Mum’s glower softened at the sound of the doctor’s voice. “Gap. You’re a good girl. When are you going to marry my Redford?”

“Soon, Ms. Morgan. All right, Red?”

He winked at her through the window. “It’s a date.”

She grinned, flashing her gap teeth, then put the oxtail inside the windowsill and said her good-byes. As soon as her Lexus pulled out of the car park, Red whisked the pot away from his mother’s grasping hands. She’d already lifted the lid, stuck a finger into the curry, and sucked.

“Oi,” he scolded. “You’ll spoil your lunch. I’m making you pistou soup.”

“What in God’s name is that?”

“The balls off a badger. Steamed.”

She snorted, screwing her angular face into an expression of disgust. “Sounds about right.” Mrs. Conrad wasn’t the only drama queen in Red’s life. Add his mum and Vik to the mix, and he was practically drowning in them.

He was just about to tell her the actual ingredients of pistou soup when she leaned toward the window, her voice rising to the level of a low-flying airplane. “Oi, Mike! I can see you, you scumbag! Get over here.”

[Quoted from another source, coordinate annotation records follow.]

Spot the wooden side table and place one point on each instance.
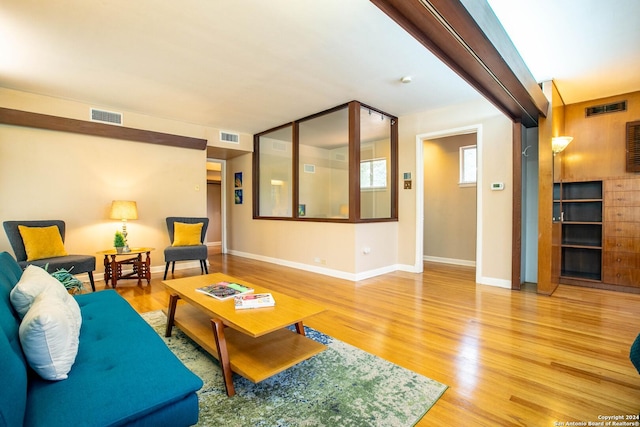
(141, 267)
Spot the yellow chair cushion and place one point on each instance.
(42, 242)
(186, 234)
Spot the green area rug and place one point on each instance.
(342, 386)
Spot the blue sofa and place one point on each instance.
(123, 373)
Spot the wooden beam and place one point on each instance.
(516, 213)
(469, 38)
(43, 121)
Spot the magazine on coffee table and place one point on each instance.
(253, 301)
(225, 290)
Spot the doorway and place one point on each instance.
(450, 200)
(473, 133)
(216, 206)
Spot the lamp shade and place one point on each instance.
(559, 143)
(123, 210)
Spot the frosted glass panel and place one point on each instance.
(375, 161)
(275, 179)
(324, 166)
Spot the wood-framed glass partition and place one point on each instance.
(339, 165)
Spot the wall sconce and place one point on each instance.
(559, 143)
(124, 210)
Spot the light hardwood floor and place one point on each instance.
(508, 357)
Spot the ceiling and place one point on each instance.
(247, 66)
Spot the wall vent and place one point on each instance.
(615, 107)
(108, 117)
(633, 146)
(233, 138)
(279, 146)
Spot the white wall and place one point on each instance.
(57, 175)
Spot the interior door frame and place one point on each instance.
(419, 182)
(223, 202)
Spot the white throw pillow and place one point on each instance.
(34, 281)
(49, 336)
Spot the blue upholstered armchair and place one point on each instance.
(185, 247)
(77, 264)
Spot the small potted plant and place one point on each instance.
(118, 242)
(64, 276)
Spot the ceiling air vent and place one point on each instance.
(232, 138)
(606, 108)
(108, 117)
(633, 146)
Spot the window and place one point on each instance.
(468, 165)
(337, 165)
(373, 174)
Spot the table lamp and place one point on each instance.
(124, 210)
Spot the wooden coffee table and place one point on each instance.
(253, 343)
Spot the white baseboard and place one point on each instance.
(353, 277)
(453, 261)
(492, 281)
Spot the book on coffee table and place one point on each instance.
(225, 290)
(242, 302)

Mike was, essentially, Mum’s good-for-nothing boyfriend. This was how they flirted. Red took himself to the stove and stirred his pistou soup, pointedly ignoring the things Mike shouted back. The guy was in his seventies, drank like a fish, and was round the bookies every afternoon like clockwork. Red did not approve.

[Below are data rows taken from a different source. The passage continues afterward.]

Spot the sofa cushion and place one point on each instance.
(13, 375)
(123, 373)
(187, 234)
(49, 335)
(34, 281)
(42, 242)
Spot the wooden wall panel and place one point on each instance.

It wasn’t as if he could say anything about it, though. Not when Mum had warned him about his last girlfriend, Pippa, and he’d merrily ignored her to the bitter, bloody end. He wasn’t exactly Mr. Relationship Expert. But he wouldn’t think about Pippa, or London, or his countless mistakes, because it only pissed him off, and Red hated feeling pissed off. Chill and cheerful was more his speed.

He was just regaining his equilibrium, clearing the dishes after a decent lunch, when Mum approached his most sensitive subject with all the delicacy of a rampaging rhino.

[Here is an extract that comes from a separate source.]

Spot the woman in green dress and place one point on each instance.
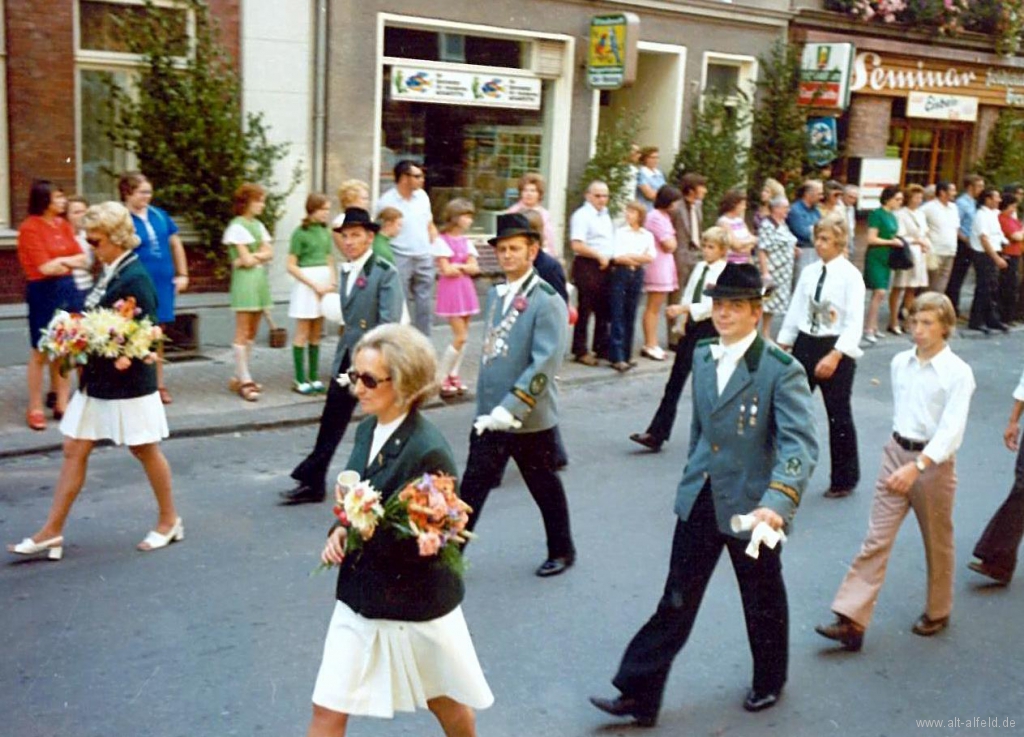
(250, 249)
(882, 228)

“Back to selling any paintings yet?”

Ah, his favorite topic. “Not yet,” Red said calmly. A little too calmly, but Mum didn’t seem to notice.

“Gee up, babe. You’ve been messing about for years now.”

Years? “It’s only been eighteen months.”

“Don’t correct your mother.”

He really didn’t get enough credit for his boundless patience. Maybe he should make himself an award. To the Much-Put-Upon Redford Thomas Morgan, in Recognition of Endurance in the Face of Pointless Questions About Art. Something like that.

“You can’t let that nasty little rich girl destroy your career,” Mum went on.

Too late. Red squirted a liberal amount of washing-up liquid into the bowl.

“Don’t give me the silent treatment, Redford. Answer me. What’ve you been up to? You are working, aren’t you?”

“Yes,” he sighed, because if he didn’t tell her something she’d nag until his ears bled. “Mainly freelance illustration. Building my portfolio.” Again. “I just finished these pen-and-ink drawings of a brain and a bottle of port.”

Mum looked at him as if his head had fallen off.